U.S. Treasury Secretary Scott Bessent’s Comments on 10-Year Yields
Reduction of Borrowing Costs to Boost Economy
U.S. Treasury Secretary Scott Bessent recently stated that the Trump administration aims to reduce borrowing costs in the economy by lowering the yield on the 10-year Treasury note. In an interview with Fox Business, Bessent emphasized that the administration is focused on the 10-year Treasury yield, rather than pushing the Federal Reserve to lower interest rates.
Influence of 10-Year Yield on Long-Term Loans
The 10-year yield, also known as the risk-free rate, has a significant impact on long-term loans in the economy, including mortgages and business loans. A decline in the 10-year yield encourages borrowing and investment, leading to increased risk-taking in the economy and financial markets.
Trump’s Plan to Lower 10-Year Yield
To achieve this goal, Trump plans to lower the 10-year yield by controlling inflation, which will likely benefit Bitcoin (BTC) and reduce the budget deficit, a potential headwind for risk assets. Bessent highlighted the importance of boosting the energy supply to lower inflation, stating, "The energy component for them is one of the surest indicators for long-term inflation expectations."
Fed’s Monetary Policy
The Federal Reserve (Fed) has been keeping interest rates relatively high, with the benchmark borrowing cost ranging from 4.25% to 4.5%. This restrictive monetary policy has been in place since September. Lowering interest rates could further boost risk assets, including cryptocurrencies.
Budget Deficit Reduction
Bessent also emphasized the need to reduce the budget deficit, which would lead to lower bond supply, higher bond prices, and lower yields. Reducing the deficit would require significant spending cuts, which could be challenging, as noted by ForexLive’s Chief Asia-Pacific Currency Analyst Eamonn Sheridan: "Of course, getting the 10-year yield on a downward path implies moves to improve the U.S. fiscal position, as well as inflation. So far, we’ve had his partner, Musk, cutting Federal government programs like USAID, Federal employees, and such. Which really doesn’t scratch the surface. Most of the U.S. spending is on healthcare, Social Security, and defense. Will Trump inflict the pain that his focus seems to imply? There is barely a politician out there that would."
ING’s Perspective
ING analysts do not see a sustained drop in the 10-year yield, stating, "We also assert there is not huge room to the downside for the 10-year yield. An effective floor is in place at just under 4%, as determinable from the funds rate strip. That floor can, of course, shift lower, but would need a better reason than an approaching 10-year rate. And the 10-year Treasury yield sits some 50bp over this. So, enjoy the move lower while it lasts."
Conclusion
In conclusion, the Trump administration’s plan to reduce borrowing costs by lowering the 10-year Treasury yield is a key aspect of its economic strategy. This move is expected to boost the economy, reduce the budget deficit, and potentially benefit risk assets, including Bitcoin. However, the success of this plan depends on the ability to control inflation and reduce the budget deficit, which may be challenging.
FAQs
Q: What is the 10-year Treasury yield?
A: The 10-year Treasury yield, also known as the risk-free rate, is the interest rate on the 10-year U.S. Treasury note.
Q: Why is the 10-year yield important?
A: The 10-year yield has a significant impact on long-term loans in the economy, including mortgages and business loans.

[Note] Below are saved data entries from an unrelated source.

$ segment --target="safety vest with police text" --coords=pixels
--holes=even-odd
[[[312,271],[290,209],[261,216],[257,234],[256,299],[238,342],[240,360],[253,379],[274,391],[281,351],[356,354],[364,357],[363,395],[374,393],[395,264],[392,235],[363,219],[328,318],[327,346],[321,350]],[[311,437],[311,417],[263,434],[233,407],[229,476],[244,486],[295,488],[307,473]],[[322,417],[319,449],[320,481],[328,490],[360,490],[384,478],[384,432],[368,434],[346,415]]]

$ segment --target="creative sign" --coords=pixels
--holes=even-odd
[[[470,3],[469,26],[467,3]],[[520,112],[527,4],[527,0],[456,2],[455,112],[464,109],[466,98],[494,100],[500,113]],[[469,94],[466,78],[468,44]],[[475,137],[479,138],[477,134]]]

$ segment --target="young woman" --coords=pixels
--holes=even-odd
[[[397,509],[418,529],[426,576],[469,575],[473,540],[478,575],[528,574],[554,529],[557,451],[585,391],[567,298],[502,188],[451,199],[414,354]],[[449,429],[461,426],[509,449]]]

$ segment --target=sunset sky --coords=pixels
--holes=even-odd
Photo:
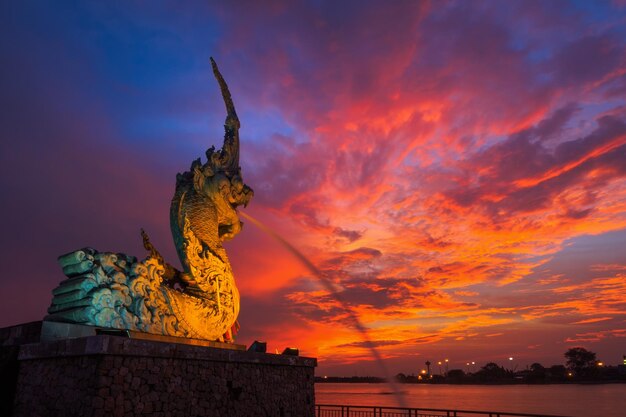
[[[177,264],[176,173],[223,137],[213,56],[244,210],[391,372],[621,363],[625,1],[260,3],[1,3],[0,327],[44,317],[60,254],[142,258],[143,227]],[[282,246],[246,224],[227,251],[239,343],[380,374]]]

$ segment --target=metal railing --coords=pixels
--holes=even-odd
[[[371,405],[316,404],[315,417],[566,417],[549,414],[503,413],[497,411],[400,408]]]

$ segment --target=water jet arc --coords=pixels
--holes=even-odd
[[[309,270],[309,272],[311,272],[311,274],[313,274],[319,280],[319,282],[324,286],[324,288],[326,288],[326,290],[330,292],[330,294],[335,298],[335,300],[337,300],[337,302],[341,305],[343,310],[347,313],[348,318],[352,322],[353,327],[357,330],[357,332],[359,332],[363,340],[363,343],[371,352],[380,370],[383,372],[383,376],[387,380],[387,383],[389,384],[389,387],[391,388],[396,398],[398,406],[406,408],[406,401],[404,399],[404,394],[402,393],[402,391],[398,389],[396,382],[393,380],[393,376],[390,375],[389,370],[387,369],[387,366],[385,365],[382,357],[380,356],[380,352],[378,352],[378,349],[376,349],[376,346],[374,346],[374,344],[372,343],[369,337],[368,331],[367,331],[367,327],[365,327],[363,323],[361,323],[358,315],[343,300],[343,298],[341,297],[339,288],[328,277],[326,277],[322,271],[320,271],[315,265],[313,265],[313,263],[306,256],[304,256],[302,252],[296,249],[295,246],[289,243],[281,235],[279,235],[278,233],[270,229],[268,226],[263,224],[260,220],[255,219],[251,215],[244,213],[243,211],[240,211],[239,214],[241,214],[241,216],[244,217],[246,220],[250,221],[256,227],[258,227],[263,232],[267,233],[269,236],[276,239],[282,246],[284,246],[285,249],[287,249],[293,256],[295,256],[296,259],[298,259]]]

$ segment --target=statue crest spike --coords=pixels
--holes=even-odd
[[[224,105],[226,106],[224,144],[220,151],[220,164],[224,171],[235,173],[239,170],[239,128],[241,124],[239,123],[239,118],[237,117],[228,85],[226,81],[224,81],[224,77],[222,77],[213,57],[211,57],[211,66],[213,67],[213,74],[220,86]]]

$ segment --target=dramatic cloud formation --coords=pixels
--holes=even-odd
[[[626,353],[626,8],[263,3],[2,6],[2,325],[45,314],[60,253],[141,255],[144,227],[176,259],[175,174],[222,135],[212,55],[246,210],[345,304],[246,225],[242,343],[375,374],[347,307],[392,371]]]

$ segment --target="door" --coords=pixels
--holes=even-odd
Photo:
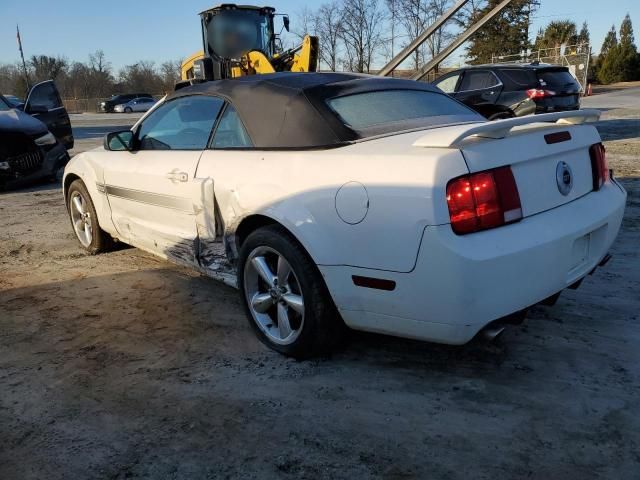
[[[170,100],[137,128],[132,151],[108,152],[104,189],[123,239],[197,263],[196,216],[210,179],[196,180],[195,172],[222,105],[204,95]]]
[[[502,82],[491,70],[464,72],[454,97],[471,107],[494,104],[502,91]]]
[[[68,150],[73,148],[71,120],[53,80],[31,87],[24,111],[44,123]]]

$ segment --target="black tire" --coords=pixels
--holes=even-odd
[[[487,120],[492,122],[494,120],[504,120],[505,118],[513,118],[513,115],[509,112],[498,112],[494,113],[493,115],[489,115]]]
[[[88,221],[91,223],[92,230],[91,243],[89,243],[88,245],[84,245],[82,243],[82,240],[80,239],[79,234],[74,226],[72,217],[72,208],[74,207],[71,204],[74,198],[74,194],[79,194],[86,202],[86,209],[89,213]],[[96,214],[96,209],[93,205],[93,201],[91,200],[91,196],[87,191],[87,187],[82,180],[75,180],[69,186],[69,191],[67,192],[67,212],[69,213],[71,228],[73,228],[78,242],[80,242],[82,248],[84,248],[89,254],[96,255],[98,253],[107,252],[113,249],[113,238],[111,237],[111,235],[100,228],[100,225],[98,224],[98,215]]]
[[[247,262],[256,249],[264,247],[277,251],[289,263],[304,299],[304,321],[295,341],[286,345],[274,342],[258,325],[245,289]],[[240,296],[249,324],[260,341],[269,348],[286,356],[304,359],[326,355],[343,343],[347,329],[322,275],[304,248],[283,227],[270,225],[252,232],[240,249],[237,271]],[[278,307],[277,303],[275,307]]]
[[[131,107],[126,107],[124,109],[124,113],[133,113],[133,110],[131,109]]]

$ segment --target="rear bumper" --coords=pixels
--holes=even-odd
[[[618,234],[626,192],[599,192],[498,229],[466,236],[427,227],[415,268],[396,273],[320,266],[345,322],[356,329],[463,344],[494,320],[534,305],[592,271]],[[357,287],[384,278],[392,291]]]

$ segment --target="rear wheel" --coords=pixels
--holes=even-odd
[[[342,321],[320,272],[282,227],[249,235],[240,251],[238,285],[249,323],[273,350],[307,358],[341,340]]]
[[[132,112],[133,112],[133,110],[131,109],[131,107],[126,107],[124,109],[124,113],[132,113]]]
[[[98,225],[96,209],[82,180],[71,184],[67,201],[71,226],[80,245],[92,255],[110,250],[113,239]]]

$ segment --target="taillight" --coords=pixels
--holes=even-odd
[[[593,190],[598,191],[609,180],[609,164],[607,153],[602,143],[596,143],[589,148],[591,157],[591,174],[593,175]]]
[[[522,218],[511,167],[500,167],[451,180],[447,184],[451,228],[458,235],[499,227]]]
[[[531,100],[536,100],[538,98],[546,98],[553,97],[556,94],[553,90],[542,90],[541,88],[531,88],[527,90],[527,96]]]

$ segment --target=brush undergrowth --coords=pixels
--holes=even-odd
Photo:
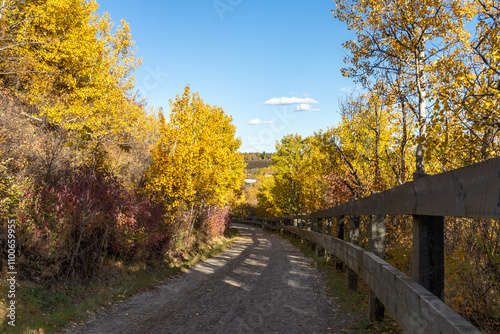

A decline in the 10-year yield encourages borrowing and investment, leading to increased risk-taking in the economy and financial markets.
Q: How will the Trump administration reduce the 10-year yield?
A: The Trump administration plans to reduce the 10-year yield by controlling inflation, which will likely benefit Bitcoin (BTC) and reduce the budget deficit, a potential headwind for risk assets.
Q: What is the current interest rate range set by the Federal Reserve?
A: The Federal Reserve has set the benchmark borrowing cost at a range of 4.25% to 4.5%.
Q: How will reducing the budget deficit affect the 10-year yield?
A: Reducing the budget deficit would lead to lower bond supply, higher bond prices, and lower yields.